Turkey unrest threatens its vital foreign cash

Published: 10 Jun 2013 - 12:21 am | Last Updated: 01 Feb 2022 - 12:28 am

ISTANBUL: With few customers to serve, the money changers near Istanbul’s Taksim Square jabber in annoyance behind their glass partition.

Their volume of business has dropped 70 percent since mass protests broke out against Prime Minister Recep Tayyip Erdogan over a week ago.

“Everyone’s going to get affected. The banks. The stock market. The workers will suffer, and the bosses,” says one of the staff, Sahin Ozcetinkaya, 53. “No country’s economy will ever develop with chaos.”

And it is not just his customers — mostly tourists — that are taking fright from days of tear gas and water cannon here at the heart of Turkey’s powerful economy.

The Istanbul stock market plunged last week and analysts warn that the foreign financing that has fuelled an economic spurt during Erdogan’s decade in office could diminish too.

Turkey is “dependent on foreign capital to finance investment”, wrote Neal Shearing, an analyst at Capital Economics in London.

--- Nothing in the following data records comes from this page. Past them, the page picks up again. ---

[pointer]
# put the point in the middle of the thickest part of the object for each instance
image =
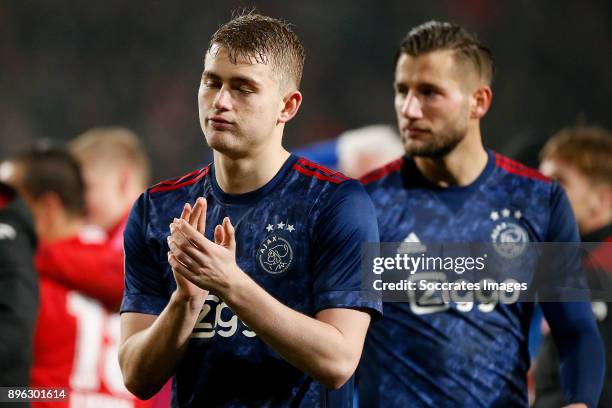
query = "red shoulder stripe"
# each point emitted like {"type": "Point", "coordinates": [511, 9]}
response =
{"type": "Point", "coordinates": [514, 167]}
{"type": "Point", "coordinates": [307, 163]}
{"type": "Point", "coordinates": [316, 174]}
{"type": "Point", "coordinates": [178, 183]}
{"type": "Point", "coordinates": [180, 179]}
{"type": "Point", "coordinates": [377, 174]}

With thousands angrily accusing Erdogan of authoritarianism in pushing conservative social reforms, “the risk now is that a renewed period of political uncertainty dents confidence and causes investment flows to reverse”.

Victor in three elections in a row, Erdogan has overseen strong economic growth — an average five percent a year since he first won office in 2002.

He also brought stability to Turkey after decades of turbulent party politics and a string of coups from the 1960s, — although critics say this has been partly achieved by jailing hundreds of military officers.

The mostly young, middle-class protesters now yelling in the street for him to resign complain not about the economy but what they call Erdogan’s authoritarian style.

Erdogan has blamed his troubles on various groups of outsiders — unnamed agitators and “terrorists”, plus what he calls an “interest rate lobby” of speculators pushing for high returns.

“Dear brothers, we have come this far by building, producing and strengthening Turkey... We have come this far despite the interest rate lobby,” Erdogan said on Friday. “They think they can threaten us by speculating in the market. They should know we will not let them feed on the sweat of this nation.”

After Erdogan’s defiant speech on Thursday, the rate of return on Turkey’s benchmark government bond shot up from 6.2 percent to reach 6.9 percent early on Friday — making it more expensive for his government to borrow money.